CAPE TOWN – Drones or unmanned aerial vehicles (UAV) could help to overcome poor transport infrastructure, as only one-third of Africans live within 2 kilometers of an all-weather road. Making sure that the remaining two-thirds have access to decent roads will cost more than $50 billion (R736.4bn) and take several years, which is why Africa has been a pioneer in using drones for peaceful civilian use.
Timothy Reuter, Head of Aerospace and Drones at the World Economic Forum was part of a panel discussion on unleashing the drone economy at the World Economic Forum on Africa in Cape Town.
“Increasing drone use in Africa does not only bring great benefits to business, agriculture and the health sector but quite literally save lives by taking deliveries off the roads and into the sky. To unleash this potential, new policies need to be put in place that safely open the skies to drones as most African countries do not yet permit the most beneficial applications,” he said.
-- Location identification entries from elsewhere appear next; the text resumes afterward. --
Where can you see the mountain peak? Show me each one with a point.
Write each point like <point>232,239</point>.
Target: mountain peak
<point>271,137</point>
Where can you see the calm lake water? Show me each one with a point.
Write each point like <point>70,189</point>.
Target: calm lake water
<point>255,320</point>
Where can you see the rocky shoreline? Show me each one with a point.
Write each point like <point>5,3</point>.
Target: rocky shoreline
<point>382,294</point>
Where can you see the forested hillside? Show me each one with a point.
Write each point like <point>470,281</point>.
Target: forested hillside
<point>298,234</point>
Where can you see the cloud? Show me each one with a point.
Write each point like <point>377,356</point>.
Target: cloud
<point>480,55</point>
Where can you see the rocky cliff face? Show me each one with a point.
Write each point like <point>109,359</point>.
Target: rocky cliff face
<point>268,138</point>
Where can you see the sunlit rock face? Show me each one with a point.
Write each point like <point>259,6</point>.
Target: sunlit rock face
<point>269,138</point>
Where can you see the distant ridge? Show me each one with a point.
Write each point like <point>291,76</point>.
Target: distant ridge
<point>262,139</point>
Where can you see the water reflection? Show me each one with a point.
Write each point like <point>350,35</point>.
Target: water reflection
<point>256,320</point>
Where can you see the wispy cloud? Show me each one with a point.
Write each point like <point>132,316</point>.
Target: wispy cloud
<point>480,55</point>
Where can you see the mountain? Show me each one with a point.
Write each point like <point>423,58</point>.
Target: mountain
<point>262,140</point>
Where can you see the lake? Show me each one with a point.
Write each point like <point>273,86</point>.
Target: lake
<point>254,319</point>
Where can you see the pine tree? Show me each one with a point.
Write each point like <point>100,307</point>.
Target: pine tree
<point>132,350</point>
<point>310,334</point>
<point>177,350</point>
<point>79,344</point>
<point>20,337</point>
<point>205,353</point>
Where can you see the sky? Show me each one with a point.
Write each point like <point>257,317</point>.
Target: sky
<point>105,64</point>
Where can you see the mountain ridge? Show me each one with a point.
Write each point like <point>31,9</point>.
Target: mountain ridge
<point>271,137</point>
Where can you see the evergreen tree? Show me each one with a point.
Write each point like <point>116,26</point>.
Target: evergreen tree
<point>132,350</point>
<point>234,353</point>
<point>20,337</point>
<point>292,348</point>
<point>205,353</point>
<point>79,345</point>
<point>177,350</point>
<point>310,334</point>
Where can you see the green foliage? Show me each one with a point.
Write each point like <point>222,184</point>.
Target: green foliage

Conor French, the General Counsel for Zipline International Incorporated said Zipline had already made 19,472 deliveries without a single accident after starting to make deliveries of blood products in Rwanda in 2016. A third of these involved emergency deliveries, where time was critical and drone flights were the only feasible way of getting the blood to the patient. Most of these patients were mothers after childbirth. Zipline have since expanded their service to Ghana. .
Valerie Guarnieri, the assistant executive director at the United Nations World Food Programme (WFP) said drones has been a vital part of the disaster relief response in Mozambique after Cyclone Idai, as the UAVs allowed the WFP to assess which roads were still passable and which were not, so that they could plan their routes for the trucks taking food to starving survivors.